„So lässt sich Ausgrenzung nicht verhindern!“ – Interview mit Dr. Irene Becker

MÜNCHEN. Ab dem 1. Januar 2021 wird es ein neu berechnetes Existenzminimum in Deutschland geben. Im Herbst soll der Bundestag beschließen, wie viel Unterhalt armen Menschen in Hartz IV oder in der Altersgrundsicherung zugestanden wird. Berechnungen aus dem BMAS, die nur eine minimale Steigerung gegenüber dem jetzigen Niveau vorsehen, rufen bereits scharfe Kritik von Erwerbslosenverbänden und Sozialexpert*innen hervor. Philip Büttner, wissenschaftlicher Referent beim kda in München, sprach mit der Volkswirtin Irene Becker über die Probleme und Rechenfehler bei der Ermittlung des Existenzminimums.

Sehr geehrte Frau Dr. Becker, Sie untersuchten kürzlich im Auftrag der Bundestagsfraktion Bündnis 90 / Die Grünen, wie weit der Lebensstandard der Grundsicherungs-Empfänger*innen von der gesellschaftlichen „Normalität“ entfernt ist. Zu welchen Ergebnissen kamen Sie?

Irene Becker: Die Ergebnisse sind erschreckend. Mit den derzeitigen Regelsätzen werden bei den Alleinlebenden Konsumausgaben von nur gut einem Drittel des Vergleichswerts in der gesellschaftlichen Mitte ermöglicht. Bei Paaren mit einem Kind liegt das Niveau bei knapp der Hälfte des mittleren Konsumstandards. Das den Grundsicherungsbeziehenden zugestandene Geld für soziokulturelle Teilhabe summiert sich sogar auf nur 20 Prozent bzw. 30 Prozent dessen, was Haushalte mit mittlerem Einkommen dafür ausgeben. So lässt sich Ausgrenzung nicht verhindern! Zudem fehlt infolge willkürlicher Kürzungen jeglicher Bezug zur gesellschaftlichen Realität. Es lässt sich nämlich keine Gruppe im unteren Einkommensbereich – nach Ausschluss der Anspruchsberechtigten selbst – statistisch nachweisen, die auf einem derart niedrigen Niveau lebt. Das Rechenverfahren basiert also nicht auf realen Gegebenheiten – die vom Bundesverfassungsgericht geforderte „Ausrichtung am Entwicklungsstand des Gemeinwesens und an den bestehenden Lebensbedingungen“ ist nicht erfolgt. Vor diesem Hintergrund ist eine Reform der Regelbedarfsermittlung überfällig.

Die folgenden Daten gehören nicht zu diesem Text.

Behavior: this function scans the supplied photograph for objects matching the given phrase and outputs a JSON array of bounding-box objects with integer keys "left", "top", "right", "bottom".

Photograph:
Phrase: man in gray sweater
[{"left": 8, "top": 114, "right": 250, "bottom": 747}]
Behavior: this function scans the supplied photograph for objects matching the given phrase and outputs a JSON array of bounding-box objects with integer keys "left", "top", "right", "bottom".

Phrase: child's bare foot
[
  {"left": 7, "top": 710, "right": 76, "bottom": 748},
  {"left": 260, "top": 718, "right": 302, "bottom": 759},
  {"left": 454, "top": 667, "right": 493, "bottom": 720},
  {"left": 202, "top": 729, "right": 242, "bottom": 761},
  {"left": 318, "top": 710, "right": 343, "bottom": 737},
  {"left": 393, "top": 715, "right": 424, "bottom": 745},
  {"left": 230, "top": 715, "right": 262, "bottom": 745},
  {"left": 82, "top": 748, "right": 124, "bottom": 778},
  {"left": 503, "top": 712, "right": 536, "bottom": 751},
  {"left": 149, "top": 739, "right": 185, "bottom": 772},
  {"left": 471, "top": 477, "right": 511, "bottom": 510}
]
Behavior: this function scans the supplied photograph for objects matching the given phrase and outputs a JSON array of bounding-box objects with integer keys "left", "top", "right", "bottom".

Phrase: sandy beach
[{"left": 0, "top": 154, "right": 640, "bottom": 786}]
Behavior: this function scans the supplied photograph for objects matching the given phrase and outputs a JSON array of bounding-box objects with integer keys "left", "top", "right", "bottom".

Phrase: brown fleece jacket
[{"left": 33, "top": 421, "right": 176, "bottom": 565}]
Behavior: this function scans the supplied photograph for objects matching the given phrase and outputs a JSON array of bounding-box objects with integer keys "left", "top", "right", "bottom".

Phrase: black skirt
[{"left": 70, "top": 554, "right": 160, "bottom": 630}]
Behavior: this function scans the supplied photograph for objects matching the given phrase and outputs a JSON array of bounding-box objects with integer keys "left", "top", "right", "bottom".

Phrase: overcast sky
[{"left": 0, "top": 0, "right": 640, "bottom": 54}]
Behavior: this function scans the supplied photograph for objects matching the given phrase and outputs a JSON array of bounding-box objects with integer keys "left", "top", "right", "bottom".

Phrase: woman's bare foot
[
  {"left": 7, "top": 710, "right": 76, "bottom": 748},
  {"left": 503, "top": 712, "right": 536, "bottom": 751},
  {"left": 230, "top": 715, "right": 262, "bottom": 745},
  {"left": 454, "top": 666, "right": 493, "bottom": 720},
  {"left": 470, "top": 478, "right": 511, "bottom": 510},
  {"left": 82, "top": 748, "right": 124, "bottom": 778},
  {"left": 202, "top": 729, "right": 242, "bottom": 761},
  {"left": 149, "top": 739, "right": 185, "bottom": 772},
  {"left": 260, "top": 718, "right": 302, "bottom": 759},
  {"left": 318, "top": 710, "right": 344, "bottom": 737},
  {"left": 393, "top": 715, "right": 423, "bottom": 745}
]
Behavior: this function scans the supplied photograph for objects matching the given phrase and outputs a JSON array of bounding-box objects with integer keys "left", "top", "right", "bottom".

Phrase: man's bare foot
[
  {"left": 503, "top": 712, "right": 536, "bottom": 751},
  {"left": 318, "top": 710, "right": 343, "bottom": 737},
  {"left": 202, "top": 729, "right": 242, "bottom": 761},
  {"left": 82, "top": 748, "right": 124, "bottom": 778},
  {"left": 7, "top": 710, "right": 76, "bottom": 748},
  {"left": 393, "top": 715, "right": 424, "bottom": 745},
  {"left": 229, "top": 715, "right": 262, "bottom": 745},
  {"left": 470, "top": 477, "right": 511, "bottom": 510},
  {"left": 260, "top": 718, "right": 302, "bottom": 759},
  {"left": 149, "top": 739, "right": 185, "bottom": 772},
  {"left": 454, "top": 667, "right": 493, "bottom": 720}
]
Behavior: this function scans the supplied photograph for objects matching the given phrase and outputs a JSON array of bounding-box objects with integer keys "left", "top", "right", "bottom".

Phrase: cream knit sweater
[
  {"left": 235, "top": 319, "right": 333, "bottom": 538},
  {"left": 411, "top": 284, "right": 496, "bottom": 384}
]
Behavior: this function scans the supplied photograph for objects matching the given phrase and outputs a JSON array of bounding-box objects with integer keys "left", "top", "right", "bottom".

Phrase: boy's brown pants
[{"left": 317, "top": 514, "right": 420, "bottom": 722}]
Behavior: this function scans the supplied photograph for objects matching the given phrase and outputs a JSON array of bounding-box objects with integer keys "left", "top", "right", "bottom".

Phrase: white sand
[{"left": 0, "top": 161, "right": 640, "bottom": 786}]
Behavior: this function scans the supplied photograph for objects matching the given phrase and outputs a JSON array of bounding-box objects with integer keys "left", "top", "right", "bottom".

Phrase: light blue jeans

Existenzminimum lässt keinen Spielraum in Coronazeit

Auch die aktuelle Coronakrise deckt Lücken in der deutschen Grundsicherung auf. Viele Menschen, die von Hartz IV oder der Grundsicherung im Alter leben, kommen mit ihrem Geld derzeit noch schlechter über die Runden als sonst. Müsste der Gesetzgeber mit einer Erhöhung der Grundsicherung reagieren?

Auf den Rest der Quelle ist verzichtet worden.